Conservar y crear puestos de empleo, con la creatividad de quien busca el bien de los demás, es quizá hoy en día uno de los imperativos de la caridad
El 1 de mayo celebramos el día mundial del trabajo. La actividad humana de trabajar involucra a la persona en todas sus dimensiones: inteligencia, voluntad, afectos, aspiraciones. “Es la primera vocación del hombre: trabajar. Y esto le da dignidad” (Papa Francisco, 1-V-2020). Hoy, en coincidencia con el día mundial del trabajo, muchos recordamos a san José obrero.
La pandemia sigue azotando el trabajo de millones de hombres y mujeres: empleos perdidos y aumento de la precariedad. Estas dos heridas, desocupación y precariedad, nos interrogan sobre el trabajo del futuro.
En tantos lugares, la crisis sanitaria ha desplazado el trabajo presencial a las pantallas en el propio domicilio, con aspectos positivos y negativos. En el teletrabajo constatamos la gloria de la técnica y su límite. Si por un lado se ha avanzado en eficacia y se han resuelto obstáculos que parecían insalvables, al mismo tiempo comprobamos que la persona humana necesita de relaciones reales, no virtuales, para compartir lo que cada una alberga en su corazón.
El tiempo transcurrido desde el inicio de la pandemia nos confirma también que la crisis es transversal, que afecta a toda la humanidad, y que el trabajo debería estar en el núcleo de un futuro mejor. Conservar y crear puestos de trabajo, con la creatividad de quien busca el bien de los demás, es quizá hoy en día uno de los imperativos de la caridad.

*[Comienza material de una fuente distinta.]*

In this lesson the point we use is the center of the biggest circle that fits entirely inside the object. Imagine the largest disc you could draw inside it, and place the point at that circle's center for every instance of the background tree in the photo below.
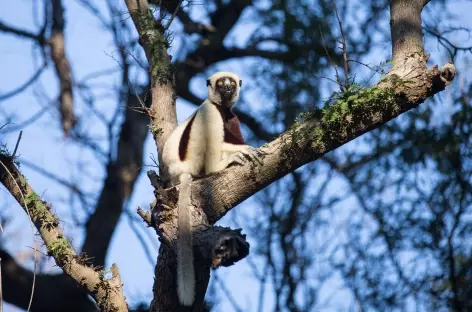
(383, 220)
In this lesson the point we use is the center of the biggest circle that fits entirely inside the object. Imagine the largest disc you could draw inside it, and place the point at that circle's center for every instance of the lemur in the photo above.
(208, 141)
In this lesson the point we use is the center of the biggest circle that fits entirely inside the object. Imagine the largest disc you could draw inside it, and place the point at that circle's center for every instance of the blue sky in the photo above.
(89, 48)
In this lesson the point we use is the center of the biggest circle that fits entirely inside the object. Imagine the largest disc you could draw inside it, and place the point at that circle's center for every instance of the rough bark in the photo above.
(108, 293)
(61, 289)
(121, 177)
(318, 134)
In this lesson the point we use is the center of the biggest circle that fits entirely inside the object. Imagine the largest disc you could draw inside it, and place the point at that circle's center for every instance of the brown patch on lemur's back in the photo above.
(231, 127)
(183, 144)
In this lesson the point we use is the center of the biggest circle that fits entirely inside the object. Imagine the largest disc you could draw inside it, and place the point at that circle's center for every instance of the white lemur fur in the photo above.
(208, 141)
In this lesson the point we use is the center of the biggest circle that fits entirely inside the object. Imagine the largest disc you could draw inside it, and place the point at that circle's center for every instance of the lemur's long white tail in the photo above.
(185, 269)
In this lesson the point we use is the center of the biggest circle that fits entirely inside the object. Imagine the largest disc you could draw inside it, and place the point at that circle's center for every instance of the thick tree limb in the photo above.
(152, 38)
(408, 84)
(108, 293)
(310, 140)
(52, 292)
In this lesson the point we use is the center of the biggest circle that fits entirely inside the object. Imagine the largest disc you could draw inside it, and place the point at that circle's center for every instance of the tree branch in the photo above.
(52, 292)
(62, 66)
(121, 176)
(108, 293)
(155, 44)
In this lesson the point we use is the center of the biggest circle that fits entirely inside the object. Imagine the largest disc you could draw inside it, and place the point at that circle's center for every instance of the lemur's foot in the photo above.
(254, 154)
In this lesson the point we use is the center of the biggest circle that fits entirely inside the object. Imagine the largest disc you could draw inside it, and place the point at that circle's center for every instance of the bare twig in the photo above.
(17, 143)
(108, 293)
(344, 48)
(25, 85)
(338, 78)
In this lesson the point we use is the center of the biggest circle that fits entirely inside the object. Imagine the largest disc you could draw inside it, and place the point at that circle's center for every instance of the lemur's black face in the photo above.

Ante tantas situaciones personales rotas, el trabajo nos ofrece la oportunidad de progresar en otra de sus dimensiones: la capacidad de acogida y apertura a los demás. En la confluencia entre ruptura y acogida resurge la nostalgia de trascendencia, de ir más allá de uno mismo, de cuidar y ser cuidados, de ayudar y ser ayudados, primeras consecuencias del reconocimiento de la vulnerabilidad. Un trabajo, en el que tengan cabida la dignidad y el encuentro, se convierte en diálogo con uno mismo y con los demás. Presenta una finalidad compartida, despierta corrientes de entendimiento, colabora en pronunciar el “nosotros”, ayudando a superar diferencias y a la promoción del mutuo conocimiento; enriquece por el intercambio de capacidades humanas y por la participación en procesos creativos.

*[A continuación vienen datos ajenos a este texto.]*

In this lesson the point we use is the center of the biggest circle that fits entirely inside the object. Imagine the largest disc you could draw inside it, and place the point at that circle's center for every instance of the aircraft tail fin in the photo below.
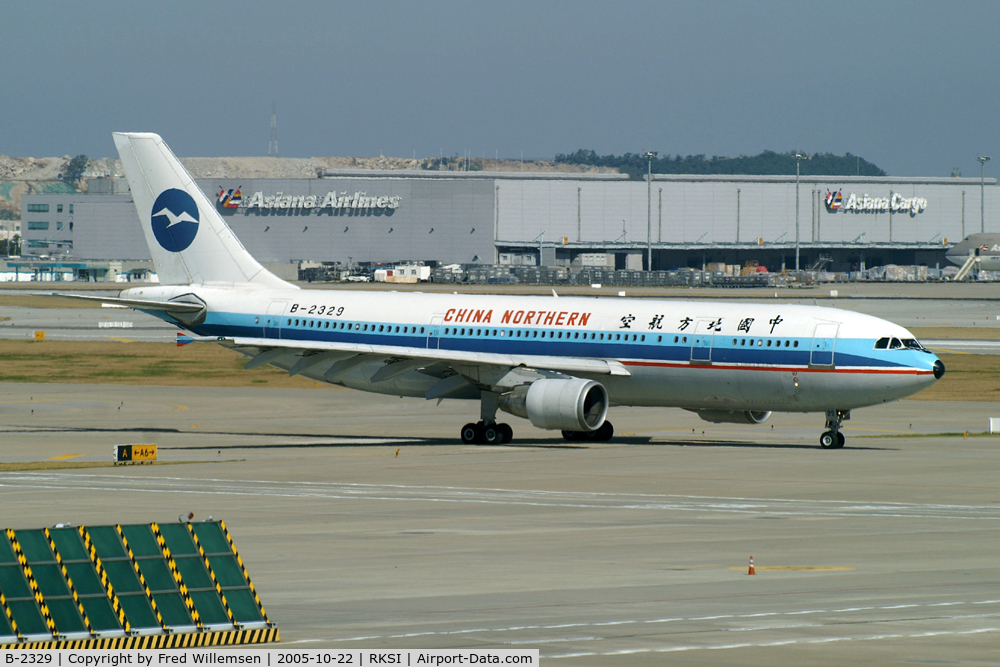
(189, 241)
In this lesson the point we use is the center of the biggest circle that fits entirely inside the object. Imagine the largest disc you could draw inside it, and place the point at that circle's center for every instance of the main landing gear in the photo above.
(481, 433)
(833, 438)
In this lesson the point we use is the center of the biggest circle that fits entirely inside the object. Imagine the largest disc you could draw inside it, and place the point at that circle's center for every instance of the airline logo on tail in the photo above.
(175, 220)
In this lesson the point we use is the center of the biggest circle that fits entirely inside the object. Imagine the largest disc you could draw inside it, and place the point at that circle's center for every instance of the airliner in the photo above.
(560, 362)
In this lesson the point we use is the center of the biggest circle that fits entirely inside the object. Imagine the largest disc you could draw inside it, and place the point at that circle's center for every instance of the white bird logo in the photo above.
(174, 218)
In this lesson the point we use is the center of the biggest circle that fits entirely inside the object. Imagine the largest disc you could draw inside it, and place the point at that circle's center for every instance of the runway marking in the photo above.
(783, 642)
(494, 496)
(795, 568)
(564, 626)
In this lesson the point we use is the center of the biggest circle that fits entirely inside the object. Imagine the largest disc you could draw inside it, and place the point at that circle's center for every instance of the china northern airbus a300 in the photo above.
(558, 361)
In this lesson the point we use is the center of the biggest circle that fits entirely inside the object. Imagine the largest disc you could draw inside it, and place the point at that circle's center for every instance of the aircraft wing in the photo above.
(269, 349)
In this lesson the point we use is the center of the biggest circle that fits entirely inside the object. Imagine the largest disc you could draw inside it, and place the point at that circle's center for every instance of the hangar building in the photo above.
(554, 218)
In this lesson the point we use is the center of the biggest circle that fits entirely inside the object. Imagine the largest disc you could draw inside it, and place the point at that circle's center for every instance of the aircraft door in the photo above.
(701, 341)
(272, 321)
(434, 333)
(824, 342)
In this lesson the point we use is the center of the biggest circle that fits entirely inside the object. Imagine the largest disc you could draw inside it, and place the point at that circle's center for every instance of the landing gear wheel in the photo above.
(469, 434)
(473, 434)
(493, 434)
(833, 438)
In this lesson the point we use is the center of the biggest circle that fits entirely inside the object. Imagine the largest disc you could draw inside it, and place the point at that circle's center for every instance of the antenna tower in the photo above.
(272, 145)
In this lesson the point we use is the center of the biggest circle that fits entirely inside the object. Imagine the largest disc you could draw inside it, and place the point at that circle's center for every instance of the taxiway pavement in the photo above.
(366, 524)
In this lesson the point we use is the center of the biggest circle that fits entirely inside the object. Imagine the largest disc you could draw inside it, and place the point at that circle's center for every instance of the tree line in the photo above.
(767, 163)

El trabajo se manifiesta así en su verdadera extensión, como un “lugar” en que todos podemos aportar algo, y no solo en su aspecto económico. La común vocación de los hombres y mujeres al trabajo nos hace converger en la tarea de “recrear” el mundo y sus relaciones. Por eso, cuando el trabajo pierde su dignidad de diversas maneras, se distorsiona a la persona en su ser más íntimo.

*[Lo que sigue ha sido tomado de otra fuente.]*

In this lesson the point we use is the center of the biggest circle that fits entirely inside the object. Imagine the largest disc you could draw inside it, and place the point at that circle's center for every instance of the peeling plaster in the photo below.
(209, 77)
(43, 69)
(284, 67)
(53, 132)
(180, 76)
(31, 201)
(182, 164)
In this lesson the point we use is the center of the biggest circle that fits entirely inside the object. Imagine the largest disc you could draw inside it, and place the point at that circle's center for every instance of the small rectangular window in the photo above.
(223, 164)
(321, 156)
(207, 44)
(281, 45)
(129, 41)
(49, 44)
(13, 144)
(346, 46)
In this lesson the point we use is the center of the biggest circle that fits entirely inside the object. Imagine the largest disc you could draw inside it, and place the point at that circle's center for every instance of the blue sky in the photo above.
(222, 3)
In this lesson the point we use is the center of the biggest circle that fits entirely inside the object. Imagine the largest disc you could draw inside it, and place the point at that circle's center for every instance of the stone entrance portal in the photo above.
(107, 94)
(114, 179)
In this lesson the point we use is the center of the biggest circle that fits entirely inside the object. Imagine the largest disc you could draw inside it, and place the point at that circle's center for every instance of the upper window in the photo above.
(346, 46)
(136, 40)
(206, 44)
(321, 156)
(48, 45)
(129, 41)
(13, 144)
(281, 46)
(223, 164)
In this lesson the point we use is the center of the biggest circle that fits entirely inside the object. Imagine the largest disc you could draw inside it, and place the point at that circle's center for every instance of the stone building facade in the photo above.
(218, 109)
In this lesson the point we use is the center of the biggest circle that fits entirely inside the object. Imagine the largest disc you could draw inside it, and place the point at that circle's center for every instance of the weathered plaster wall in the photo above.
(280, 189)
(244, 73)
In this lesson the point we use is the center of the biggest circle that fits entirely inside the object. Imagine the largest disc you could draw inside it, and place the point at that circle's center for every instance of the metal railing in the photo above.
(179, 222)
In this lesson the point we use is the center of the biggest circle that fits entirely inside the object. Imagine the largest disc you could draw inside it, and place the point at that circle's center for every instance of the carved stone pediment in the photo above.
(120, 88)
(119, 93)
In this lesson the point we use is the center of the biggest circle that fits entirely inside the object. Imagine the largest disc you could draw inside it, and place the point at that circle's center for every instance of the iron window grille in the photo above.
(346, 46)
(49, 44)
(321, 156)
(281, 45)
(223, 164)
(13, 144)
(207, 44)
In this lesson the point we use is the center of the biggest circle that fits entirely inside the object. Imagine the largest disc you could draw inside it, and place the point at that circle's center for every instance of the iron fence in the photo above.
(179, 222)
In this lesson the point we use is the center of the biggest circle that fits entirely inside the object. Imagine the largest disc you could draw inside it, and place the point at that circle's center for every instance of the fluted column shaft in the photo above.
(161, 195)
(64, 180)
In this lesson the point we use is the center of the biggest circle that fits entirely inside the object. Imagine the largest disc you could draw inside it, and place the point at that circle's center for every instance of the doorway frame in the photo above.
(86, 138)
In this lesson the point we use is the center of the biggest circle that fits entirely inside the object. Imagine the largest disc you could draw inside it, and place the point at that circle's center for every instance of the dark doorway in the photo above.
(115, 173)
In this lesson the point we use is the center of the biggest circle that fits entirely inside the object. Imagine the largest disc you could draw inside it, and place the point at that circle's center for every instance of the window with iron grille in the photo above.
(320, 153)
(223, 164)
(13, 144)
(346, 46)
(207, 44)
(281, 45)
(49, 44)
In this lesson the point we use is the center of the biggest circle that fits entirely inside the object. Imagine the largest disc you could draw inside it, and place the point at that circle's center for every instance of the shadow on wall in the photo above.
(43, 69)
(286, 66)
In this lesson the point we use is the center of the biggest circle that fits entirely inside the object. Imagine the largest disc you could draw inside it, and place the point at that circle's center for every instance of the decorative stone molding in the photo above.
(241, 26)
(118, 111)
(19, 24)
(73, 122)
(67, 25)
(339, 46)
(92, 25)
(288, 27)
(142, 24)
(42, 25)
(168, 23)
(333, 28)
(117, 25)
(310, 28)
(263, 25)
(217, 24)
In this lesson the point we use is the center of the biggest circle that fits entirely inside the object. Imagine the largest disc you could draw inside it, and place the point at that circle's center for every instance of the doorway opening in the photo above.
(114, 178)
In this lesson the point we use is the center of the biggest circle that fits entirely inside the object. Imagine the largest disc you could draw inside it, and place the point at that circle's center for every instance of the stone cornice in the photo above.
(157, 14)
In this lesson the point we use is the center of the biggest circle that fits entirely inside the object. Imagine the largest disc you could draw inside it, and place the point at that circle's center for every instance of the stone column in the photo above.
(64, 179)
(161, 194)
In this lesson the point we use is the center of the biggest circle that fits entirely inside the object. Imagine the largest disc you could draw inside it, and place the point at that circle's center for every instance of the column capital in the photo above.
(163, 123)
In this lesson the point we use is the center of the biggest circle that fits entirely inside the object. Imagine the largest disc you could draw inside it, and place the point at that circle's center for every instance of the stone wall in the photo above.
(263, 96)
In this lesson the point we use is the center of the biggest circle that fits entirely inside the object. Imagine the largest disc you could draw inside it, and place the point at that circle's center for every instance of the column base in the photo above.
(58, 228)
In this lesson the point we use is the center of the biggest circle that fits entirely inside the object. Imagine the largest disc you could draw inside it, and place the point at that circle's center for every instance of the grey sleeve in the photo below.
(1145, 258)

En la búsqueda de soluciones nuevas, porque no parece haber vuelta atrás, el amor a los demás impulsa la creatividad para encontrar esos nuevos caminos junto con los demás ciudadanos. No hay un único camino, sino muchos, pero guiados por el servicio, elemento integrante del bien común. En cualquier caso, la dignidad del trabajo está fundada en el amor: “El gran privilegio del hombre es poder amar, trascendiendo así lo efímero y lo transitorio. Puede amar a las otras criaturas, decir un tú y un yo llenos de sentido. Y puede amar a Dios, que nos abre las puertas del cielo, que nos constituye miembros de su familia, que nos autoriza a hablarle también de tú a Tú, cara a cara. Por eso el hombre no debe limitarse a hacer cosas, a construir objetos. El trabajo nace del amor, manifiesta el amor, se ordena al amor” (san Josemaría Escrivá, 19-III-1963).